L'incapacité d'Herman Cain à répondre à une question élémentaire d'actualité a stupéfait bon nombre d'experts qui se demandent déjà s'il s'agit là d'une gaffe encore plus énorme que le récent trou de mémoire du candidat républicain Rick Perry lors d'un débat télévisé.

Mesure évoquée

Herman Cain, aux prises avec plusieurs accusations de harcèlement sexuel, a justifié sa bourde en expliquant au journal être «un décideur posé».

«Les gens croient que le président est censé tout savoir sur tout. Mais non, ce n'est pas le cas. Je n'essaye pas de me dérober à la question. J'ai d'abord besoin de connaître du mieux possible tous les faits», a-t-il dit.

Interrogé plus tard dans la journée, Herman Cain a paru surpris de la polémique. «J'ai observé une pause. C'est tout. La belle affaire!», a-t-il affirmé.
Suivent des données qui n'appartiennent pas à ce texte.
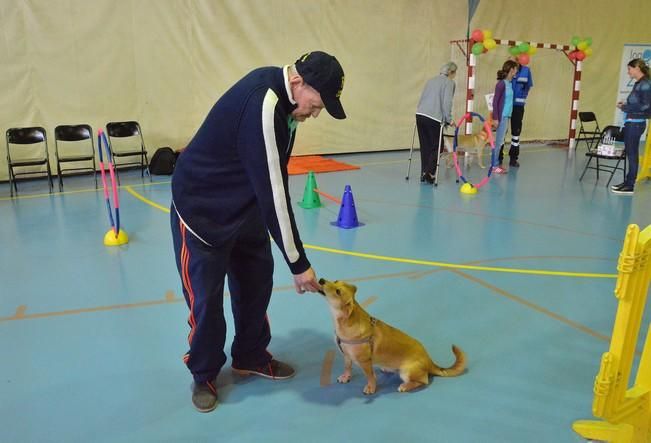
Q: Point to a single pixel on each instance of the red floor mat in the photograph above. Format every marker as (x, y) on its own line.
(316, 163)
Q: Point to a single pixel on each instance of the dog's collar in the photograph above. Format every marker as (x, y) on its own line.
(359, 341)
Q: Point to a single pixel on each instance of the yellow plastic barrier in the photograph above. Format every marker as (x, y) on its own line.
(626, 413)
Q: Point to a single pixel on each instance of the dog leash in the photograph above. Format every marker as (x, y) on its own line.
(360, 341)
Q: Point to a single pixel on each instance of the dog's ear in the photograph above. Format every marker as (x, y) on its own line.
(348, 308)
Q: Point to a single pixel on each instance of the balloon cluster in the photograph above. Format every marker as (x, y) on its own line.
(523, 52)
(483, 41)
(583, 48)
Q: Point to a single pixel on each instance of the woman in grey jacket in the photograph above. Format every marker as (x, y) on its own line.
(434, 109)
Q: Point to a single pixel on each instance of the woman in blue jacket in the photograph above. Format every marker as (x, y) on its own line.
(638, 109)
(503, 106)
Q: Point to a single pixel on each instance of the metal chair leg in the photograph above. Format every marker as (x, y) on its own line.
(411, 152)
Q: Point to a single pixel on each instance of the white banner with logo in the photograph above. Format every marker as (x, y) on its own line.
(631, 51)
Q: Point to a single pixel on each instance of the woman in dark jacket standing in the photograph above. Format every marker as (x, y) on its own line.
(638, 110)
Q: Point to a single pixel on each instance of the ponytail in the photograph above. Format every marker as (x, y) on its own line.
(639, 63)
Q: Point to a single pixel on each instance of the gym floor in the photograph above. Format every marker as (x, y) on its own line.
(520, 276)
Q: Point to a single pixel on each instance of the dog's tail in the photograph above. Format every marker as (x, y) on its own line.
(458, 368)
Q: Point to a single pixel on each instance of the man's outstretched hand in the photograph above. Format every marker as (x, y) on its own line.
(306, 282)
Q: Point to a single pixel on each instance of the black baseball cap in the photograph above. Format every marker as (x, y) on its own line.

Barack Obama a lui dit à ses soutiens dans son Etat natal d'Hawaii que tout ce pour quoi ils s'étaient battus pour le faire élire à la tête de la Maison Blanche en 2008 était toujours en jeu pour la présidentielle de novembre 2012.

Rencontre

Le président, qui a accueilli dimanche à Honolulu le sommet de l'Asie-Pacifique (APEC), a profité de son déplacement dans le Pacifique pour rassembler des fonds pour sa campagne présidentielle.
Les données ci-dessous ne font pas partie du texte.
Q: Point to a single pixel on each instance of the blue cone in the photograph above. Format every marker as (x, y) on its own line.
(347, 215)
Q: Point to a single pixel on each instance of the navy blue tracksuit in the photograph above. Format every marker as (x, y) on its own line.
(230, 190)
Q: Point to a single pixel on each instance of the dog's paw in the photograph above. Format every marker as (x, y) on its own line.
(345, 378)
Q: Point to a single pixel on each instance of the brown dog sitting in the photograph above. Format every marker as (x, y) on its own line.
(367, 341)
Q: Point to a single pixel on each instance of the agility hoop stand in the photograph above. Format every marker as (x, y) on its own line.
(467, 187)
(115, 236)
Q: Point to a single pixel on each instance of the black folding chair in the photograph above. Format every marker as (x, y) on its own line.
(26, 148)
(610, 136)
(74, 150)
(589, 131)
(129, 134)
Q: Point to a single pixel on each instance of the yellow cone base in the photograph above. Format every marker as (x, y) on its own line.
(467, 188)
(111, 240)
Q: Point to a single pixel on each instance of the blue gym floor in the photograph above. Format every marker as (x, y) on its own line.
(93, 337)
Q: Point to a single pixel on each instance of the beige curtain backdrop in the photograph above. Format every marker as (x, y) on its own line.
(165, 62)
«Tout ce pour quoi nous nous sommes battus en 2008 est en jeu pour la prochaine élection», a-t-il dit face à 250 participants.

Malmené pour sa troisième année à la tête de la Maison Blanche par une économie moribonde et un taux de chômage à 9 % au total, le président a invité ses soutiens à ne pas perdre espoir.

«Nous n'allons pas gagner la course dans la région Asie-Pacifique en payant les plus petits salaires et en produisant la plus grosse pollution. Nous ne pouvons pas remporter cette course-là», a affirmé Barack Obama.